B. My current breakfast cereal is described as "applicious" and "outrageously oaty" (no, its not apple jacks...unfortunately)
III. I love Francis Chan. Everyone needs to get his book Crazy Love on May 1st b/c it will blow your mind. Seriously.

Lastly, I love Psalm 139 right now. Actually, I'm loving scripture. I love how God does that...make me love something that is sometimes confusing and often painful and means I have to change.
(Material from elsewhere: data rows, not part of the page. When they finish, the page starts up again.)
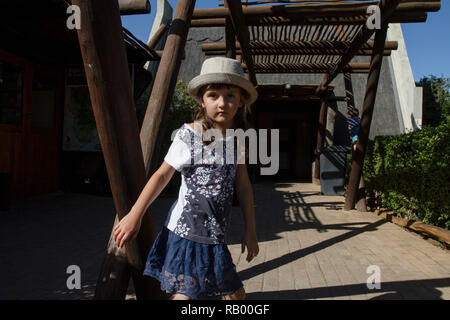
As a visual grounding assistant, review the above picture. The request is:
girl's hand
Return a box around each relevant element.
[113,211,142,248]
[241,231,259,262]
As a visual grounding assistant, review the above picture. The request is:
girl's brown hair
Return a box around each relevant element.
[193,83,249,145]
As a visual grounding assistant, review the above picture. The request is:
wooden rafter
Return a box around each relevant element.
[191,12,427,28]
[225,0,258,86]
[317,0,401,93]
[192,0,441,20]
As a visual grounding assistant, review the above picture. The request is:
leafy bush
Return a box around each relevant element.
[347,121,450,229]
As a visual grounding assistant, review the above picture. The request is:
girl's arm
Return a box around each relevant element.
[235,164,259,262]
[113,161,175,248]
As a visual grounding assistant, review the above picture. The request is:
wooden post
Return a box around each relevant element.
[312,90,328,184]
[344,73,367,212]
[119,0,150,15]
[72,0,160,299]
[225,2,236,59]
[225,0,258,86]
[344,24,388,210]
[140,0,195,178]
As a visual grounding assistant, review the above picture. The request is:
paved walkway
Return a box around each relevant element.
[0,182,450,299]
You know, that was going to be it, but...actually let me just say something else. I have been really down lately. To the point where other people can see it. It cooresponded with a few things, but mostly that I was relying on myself, and not spending time with the Lord. I have been chasing after, as John Piper calls them, "plastic jewels". And then last night, I spent some good time with Him. Asked myself hard questions. Prayed. I prayed on the way to work this morning. And what do you know, my outlook on today is SO different than it was from yesterday. Not that I seek God for my own gain, but when I am in tune with him, life is sweeter. None of my circumstances changed, but when I FIX MY EYES ON HIM, thats all I see.
And He's beautiful. And the only thing worth fixing my gaze upon.

Mmmmmm!! So good.

Saturday, April 5, 2008

i got a hair cut.
its pretty short.
its not exactly what i asked for.
apparently, its normal to pay $35 to someone who hasn't cut hair in a while.  and take demands from some lady who tells me "i'm not going to do what you asked for.  i'm going to give you a bob."  oh, ok.
its not a bad haircut. i just look like a housewife.  ew.
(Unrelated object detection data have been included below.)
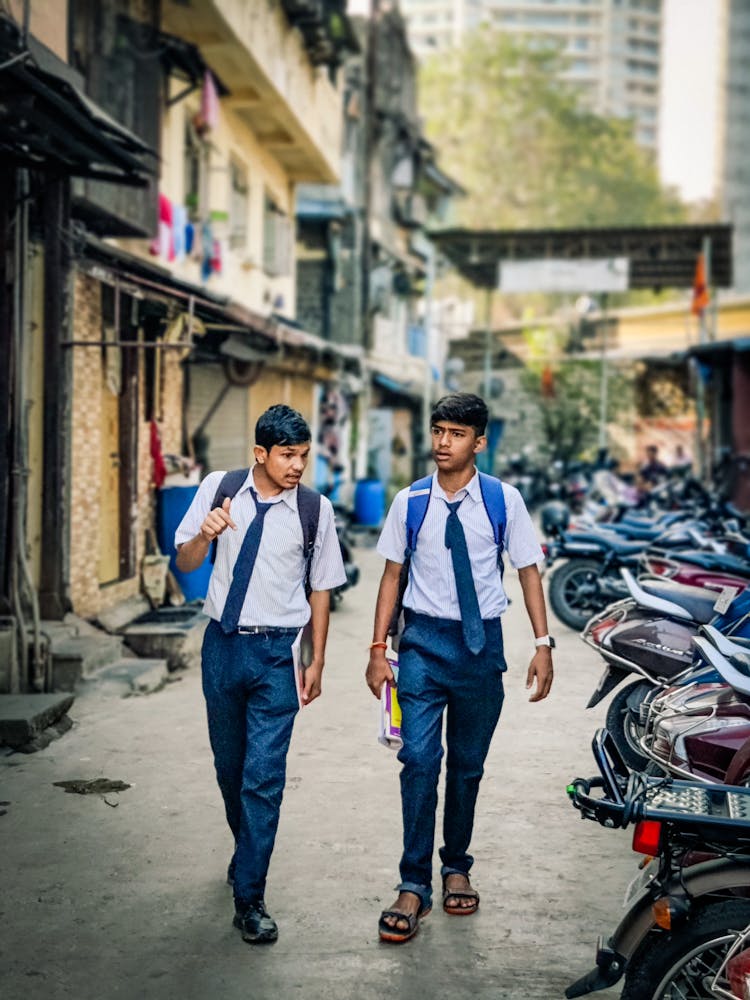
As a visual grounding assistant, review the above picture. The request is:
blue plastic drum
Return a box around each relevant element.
[156,486,213,601]
[354,479,385,528]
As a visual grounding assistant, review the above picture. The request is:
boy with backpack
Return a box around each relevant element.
[175,405,346,944]
[366,393,554,943]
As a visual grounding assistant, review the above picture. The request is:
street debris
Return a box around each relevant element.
[52,778,131,809]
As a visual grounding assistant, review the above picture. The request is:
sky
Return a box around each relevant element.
[347,0,720,201]
[659,0,720,201]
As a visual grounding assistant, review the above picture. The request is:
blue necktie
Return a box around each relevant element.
[221,486,275,635]
[445,500,485,656]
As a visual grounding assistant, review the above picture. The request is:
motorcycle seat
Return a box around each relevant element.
[565,531,643,556]
[649,545,750,576]
[638,579,717,625]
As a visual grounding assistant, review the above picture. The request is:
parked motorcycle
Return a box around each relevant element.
[542,517,750,632]
[641,625,750,785]
[581,570,750,769]
[331,504,359,611]
[565,729,750,1000]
also, trader joe's has delicious yellow curry sauce.

the end.

Wednesday, April 2, 2008

I tell you the truth, unless a kernel of wheat falls to the ground and dies, it remains only a single seed. But if it dies, it produces many seeds. The man who loves his life will lose it, while the man who hates his life in this world will keep it for eternal life. (john 12:24-25)

Man that is good! In death there is LIFE. The things God is doing in my own heart are very painful; death does not feel good! Ha. But that verse gives me so much hope! He must become greater, and I must become less.